FIG. 1 is a diagram showing an embodiment of the optical system of the distance measuring device according to the present invention, and FIG. The figure is a schematic diagram showing the focusing position in the field of view. FIG. 2 is a diagram showing an embodiment of the input section of the moving device of the distance measuring device according to the present invention. FIG. 3 is a plan view showing an embodiment of a moving device for a distance measuring device according to the present invention. FIG. 4 is a block diagram showing an embodiment of the detection device and display device of the distance measuring device according to the present invention. FIG. 5 is a diagram showing an example of an optical system of a conventional distance measuring device, and the same figure is a plan view showing the positional relationship of a light emitting element, a semiconductor position detection device, a light emitting lens, and a light receiving lens.
The figure is a schematic diagram showing the focusing position in the field of view. PSD...Semiconductor position detection device, LED...Light emitter, F...Finder visual field, 10...Front part of the light emitter lens, 11...Back part of the light emitter lens, 12
...Front part of the light receiving lens, 13... Rear part of the light receiving lens, 15... Front lens connecting part, 16... Rear lens connecting part, 22... LCD, 23, 24...
...LCD driver, 25...Controller, 26
...AD conversion unit, 27...Movement amount detection unit, 30...

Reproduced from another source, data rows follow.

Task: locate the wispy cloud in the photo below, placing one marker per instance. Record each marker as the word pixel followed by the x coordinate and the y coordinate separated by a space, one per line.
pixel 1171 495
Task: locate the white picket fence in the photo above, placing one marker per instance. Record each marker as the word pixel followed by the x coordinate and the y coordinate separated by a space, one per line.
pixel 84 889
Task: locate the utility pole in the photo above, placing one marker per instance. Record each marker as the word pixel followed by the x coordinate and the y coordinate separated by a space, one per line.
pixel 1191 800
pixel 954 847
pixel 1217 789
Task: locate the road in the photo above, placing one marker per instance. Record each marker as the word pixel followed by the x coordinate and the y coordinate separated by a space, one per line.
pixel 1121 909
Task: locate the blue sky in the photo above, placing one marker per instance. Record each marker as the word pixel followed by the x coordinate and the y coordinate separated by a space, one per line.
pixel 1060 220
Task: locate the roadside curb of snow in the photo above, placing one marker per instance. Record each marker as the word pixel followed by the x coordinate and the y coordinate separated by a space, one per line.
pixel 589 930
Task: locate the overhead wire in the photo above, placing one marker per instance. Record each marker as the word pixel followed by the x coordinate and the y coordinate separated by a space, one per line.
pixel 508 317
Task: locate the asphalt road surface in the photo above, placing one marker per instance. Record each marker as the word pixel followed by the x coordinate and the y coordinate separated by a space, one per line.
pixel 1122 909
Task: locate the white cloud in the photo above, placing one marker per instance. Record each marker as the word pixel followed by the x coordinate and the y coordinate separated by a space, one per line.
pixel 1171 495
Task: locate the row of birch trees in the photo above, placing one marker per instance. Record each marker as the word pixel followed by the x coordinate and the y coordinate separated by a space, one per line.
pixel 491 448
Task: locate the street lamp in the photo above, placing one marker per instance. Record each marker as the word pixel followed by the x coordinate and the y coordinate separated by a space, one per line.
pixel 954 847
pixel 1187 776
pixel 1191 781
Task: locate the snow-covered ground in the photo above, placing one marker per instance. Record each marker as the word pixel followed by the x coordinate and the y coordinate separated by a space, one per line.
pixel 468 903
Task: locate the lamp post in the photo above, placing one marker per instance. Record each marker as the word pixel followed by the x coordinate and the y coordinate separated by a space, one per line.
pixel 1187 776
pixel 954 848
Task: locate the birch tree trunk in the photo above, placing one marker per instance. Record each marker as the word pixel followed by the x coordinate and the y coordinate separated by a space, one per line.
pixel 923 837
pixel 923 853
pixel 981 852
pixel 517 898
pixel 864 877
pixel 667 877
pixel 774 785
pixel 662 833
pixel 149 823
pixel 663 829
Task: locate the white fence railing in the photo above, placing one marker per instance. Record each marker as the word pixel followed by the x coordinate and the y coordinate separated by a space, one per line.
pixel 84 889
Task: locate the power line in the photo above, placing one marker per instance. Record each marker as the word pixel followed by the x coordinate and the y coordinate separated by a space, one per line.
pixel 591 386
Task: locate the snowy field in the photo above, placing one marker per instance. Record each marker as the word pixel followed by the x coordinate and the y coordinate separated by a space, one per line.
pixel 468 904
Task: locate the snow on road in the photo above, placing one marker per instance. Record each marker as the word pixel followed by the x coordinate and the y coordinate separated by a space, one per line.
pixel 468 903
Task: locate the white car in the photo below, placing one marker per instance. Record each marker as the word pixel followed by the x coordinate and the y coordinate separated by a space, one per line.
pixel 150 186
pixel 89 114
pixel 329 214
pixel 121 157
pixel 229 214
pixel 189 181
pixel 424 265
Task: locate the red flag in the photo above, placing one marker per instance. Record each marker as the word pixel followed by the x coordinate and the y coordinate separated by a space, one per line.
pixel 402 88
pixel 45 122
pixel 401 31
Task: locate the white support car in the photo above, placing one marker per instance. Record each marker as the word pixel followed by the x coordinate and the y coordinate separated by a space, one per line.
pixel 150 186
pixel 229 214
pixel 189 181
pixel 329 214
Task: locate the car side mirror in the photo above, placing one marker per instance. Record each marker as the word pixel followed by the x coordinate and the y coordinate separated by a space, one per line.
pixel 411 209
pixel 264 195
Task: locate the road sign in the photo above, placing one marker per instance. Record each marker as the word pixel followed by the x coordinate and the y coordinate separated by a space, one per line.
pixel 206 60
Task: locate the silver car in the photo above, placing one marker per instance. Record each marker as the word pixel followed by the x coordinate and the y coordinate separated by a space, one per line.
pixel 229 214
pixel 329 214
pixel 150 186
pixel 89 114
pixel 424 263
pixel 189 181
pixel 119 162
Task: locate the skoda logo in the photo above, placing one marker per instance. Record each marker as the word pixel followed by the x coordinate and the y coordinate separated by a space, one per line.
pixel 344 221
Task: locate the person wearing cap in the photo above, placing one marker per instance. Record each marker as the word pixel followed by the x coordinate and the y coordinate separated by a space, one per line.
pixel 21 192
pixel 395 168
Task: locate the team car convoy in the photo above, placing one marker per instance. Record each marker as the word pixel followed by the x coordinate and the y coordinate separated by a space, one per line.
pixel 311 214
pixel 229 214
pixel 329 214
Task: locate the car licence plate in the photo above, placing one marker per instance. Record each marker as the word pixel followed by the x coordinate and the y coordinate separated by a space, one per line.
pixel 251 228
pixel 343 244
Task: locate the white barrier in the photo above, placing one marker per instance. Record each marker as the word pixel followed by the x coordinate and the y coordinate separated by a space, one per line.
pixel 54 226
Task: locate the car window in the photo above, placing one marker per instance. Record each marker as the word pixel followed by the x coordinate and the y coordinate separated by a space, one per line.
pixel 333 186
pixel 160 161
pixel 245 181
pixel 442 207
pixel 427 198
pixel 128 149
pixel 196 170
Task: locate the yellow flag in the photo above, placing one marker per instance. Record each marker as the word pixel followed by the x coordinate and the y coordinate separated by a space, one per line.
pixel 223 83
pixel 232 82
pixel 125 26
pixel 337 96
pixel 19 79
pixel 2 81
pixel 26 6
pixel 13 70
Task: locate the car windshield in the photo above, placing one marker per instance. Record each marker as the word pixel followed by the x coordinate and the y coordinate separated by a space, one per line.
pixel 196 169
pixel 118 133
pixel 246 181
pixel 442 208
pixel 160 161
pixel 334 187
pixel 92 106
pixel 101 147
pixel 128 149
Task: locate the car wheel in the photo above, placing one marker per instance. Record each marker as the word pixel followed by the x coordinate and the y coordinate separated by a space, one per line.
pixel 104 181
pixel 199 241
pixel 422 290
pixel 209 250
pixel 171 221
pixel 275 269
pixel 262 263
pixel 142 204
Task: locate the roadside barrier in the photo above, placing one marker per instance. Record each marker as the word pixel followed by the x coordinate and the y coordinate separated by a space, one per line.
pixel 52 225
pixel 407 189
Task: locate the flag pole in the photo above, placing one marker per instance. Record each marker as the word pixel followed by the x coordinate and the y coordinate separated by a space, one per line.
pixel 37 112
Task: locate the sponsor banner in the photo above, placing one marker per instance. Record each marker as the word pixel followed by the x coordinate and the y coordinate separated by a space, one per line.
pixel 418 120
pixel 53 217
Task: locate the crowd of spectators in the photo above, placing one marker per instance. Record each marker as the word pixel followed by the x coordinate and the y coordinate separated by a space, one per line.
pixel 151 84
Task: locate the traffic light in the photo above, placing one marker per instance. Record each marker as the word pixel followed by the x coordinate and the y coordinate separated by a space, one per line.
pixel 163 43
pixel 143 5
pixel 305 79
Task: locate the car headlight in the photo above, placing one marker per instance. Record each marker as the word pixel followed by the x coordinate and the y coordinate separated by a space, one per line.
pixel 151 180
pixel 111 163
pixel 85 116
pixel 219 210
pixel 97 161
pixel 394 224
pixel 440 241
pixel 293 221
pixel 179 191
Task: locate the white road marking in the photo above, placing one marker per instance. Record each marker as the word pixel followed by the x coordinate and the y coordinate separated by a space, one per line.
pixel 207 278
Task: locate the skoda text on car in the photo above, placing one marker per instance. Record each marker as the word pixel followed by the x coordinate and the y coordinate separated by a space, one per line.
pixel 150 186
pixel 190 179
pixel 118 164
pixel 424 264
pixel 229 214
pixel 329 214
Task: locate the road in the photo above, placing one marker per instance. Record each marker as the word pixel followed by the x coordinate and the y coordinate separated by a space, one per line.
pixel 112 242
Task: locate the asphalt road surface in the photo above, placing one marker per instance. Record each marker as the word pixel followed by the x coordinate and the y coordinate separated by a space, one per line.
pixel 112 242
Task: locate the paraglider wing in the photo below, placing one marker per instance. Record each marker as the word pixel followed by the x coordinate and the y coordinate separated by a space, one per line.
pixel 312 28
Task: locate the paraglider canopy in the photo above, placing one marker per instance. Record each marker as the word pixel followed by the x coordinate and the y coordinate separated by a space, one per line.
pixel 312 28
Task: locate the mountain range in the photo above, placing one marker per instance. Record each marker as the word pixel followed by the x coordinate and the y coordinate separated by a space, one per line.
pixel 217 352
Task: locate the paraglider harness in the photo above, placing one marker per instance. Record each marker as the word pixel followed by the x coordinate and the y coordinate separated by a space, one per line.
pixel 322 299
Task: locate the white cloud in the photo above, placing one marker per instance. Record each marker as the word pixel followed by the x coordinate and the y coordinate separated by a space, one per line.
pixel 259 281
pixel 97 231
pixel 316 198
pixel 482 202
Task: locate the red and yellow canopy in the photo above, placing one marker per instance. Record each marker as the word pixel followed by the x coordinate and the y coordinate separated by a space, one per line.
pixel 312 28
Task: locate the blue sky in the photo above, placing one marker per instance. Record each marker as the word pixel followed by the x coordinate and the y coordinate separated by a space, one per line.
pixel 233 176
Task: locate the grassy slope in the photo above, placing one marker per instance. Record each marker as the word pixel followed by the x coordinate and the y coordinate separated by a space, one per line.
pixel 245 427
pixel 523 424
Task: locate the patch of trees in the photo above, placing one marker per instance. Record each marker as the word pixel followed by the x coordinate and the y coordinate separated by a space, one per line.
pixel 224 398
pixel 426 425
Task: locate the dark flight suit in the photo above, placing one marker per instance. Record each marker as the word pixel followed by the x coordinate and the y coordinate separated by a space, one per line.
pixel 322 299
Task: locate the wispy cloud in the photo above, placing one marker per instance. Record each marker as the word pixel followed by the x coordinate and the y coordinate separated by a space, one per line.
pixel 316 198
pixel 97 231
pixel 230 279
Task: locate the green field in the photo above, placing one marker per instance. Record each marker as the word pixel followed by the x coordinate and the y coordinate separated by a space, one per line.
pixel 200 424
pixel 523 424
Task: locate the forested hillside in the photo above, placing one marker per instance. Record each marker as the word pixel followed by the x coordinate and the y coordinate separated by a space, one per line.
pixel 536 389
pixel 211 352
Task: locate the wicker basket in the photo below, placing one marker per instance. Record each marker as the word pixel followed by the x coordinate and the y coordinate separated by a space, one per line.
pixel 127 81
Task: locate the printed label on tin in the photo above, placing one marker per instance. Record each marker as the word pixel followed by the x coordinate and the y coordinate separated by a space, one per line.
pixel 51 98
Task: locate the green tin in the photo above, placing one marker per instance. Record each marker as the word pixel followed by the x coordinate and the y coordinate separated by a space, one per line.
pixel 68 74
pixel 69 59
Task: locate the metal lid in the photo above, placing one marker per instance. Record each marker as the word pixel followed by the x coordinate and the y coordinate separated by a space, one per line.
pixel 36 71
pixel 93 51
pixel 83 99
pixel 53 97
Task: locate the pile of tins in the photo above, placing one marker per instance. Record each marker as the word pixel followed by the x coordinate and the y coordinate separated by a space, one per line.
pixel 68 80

...Joy stake, 40...Movement control circuit, 4
1... Motor, 42, 43... Gear, 44, 45
……electromagnet.

Claims (1)

[Scope of Claims] 1. A light emitting element and a semiconductor position detecting device are arranged with a certain baseline length apart, and a light emitting lens and a light receiving lens are respectively arranged in front of the light emitting element and the semiconductor position detecting device, and the object in front is A distance measuring device that detects a distance from an output of the semiconductor position detecting device including incident position information to a subject by receiving reflected light from the light emitting element by the semiconductor position detecting device, the light receiving lens and the light emitting device A front lens pair and a rear lens pair are formed by dividing the lens into two front and rear lenses and connecting the front and rear lenses, respectively, and moving both of the lens pairs in mutually different directions perpendicular to the optical axis. A distance measuring device comprising: a moving device that tilts the optical axes of the light receiving lens and the light projecting lens; a device that detects the amount of movement of the pair of lenses; and a display device that displays the amount of movement. 2. The distance measuring device according to claim 1, wherein one of the front lens pair and the rear lens pair is moved in the vertical direction and the other is moved in the left and right direction. 3. Distance measurement according to claim 1, wherein each of the front lens pairs is a convex lens, and each of the rear lens pair is a concave lens, and the light projecting lens and the light receiving lens as a whole form the same converging lens. Device.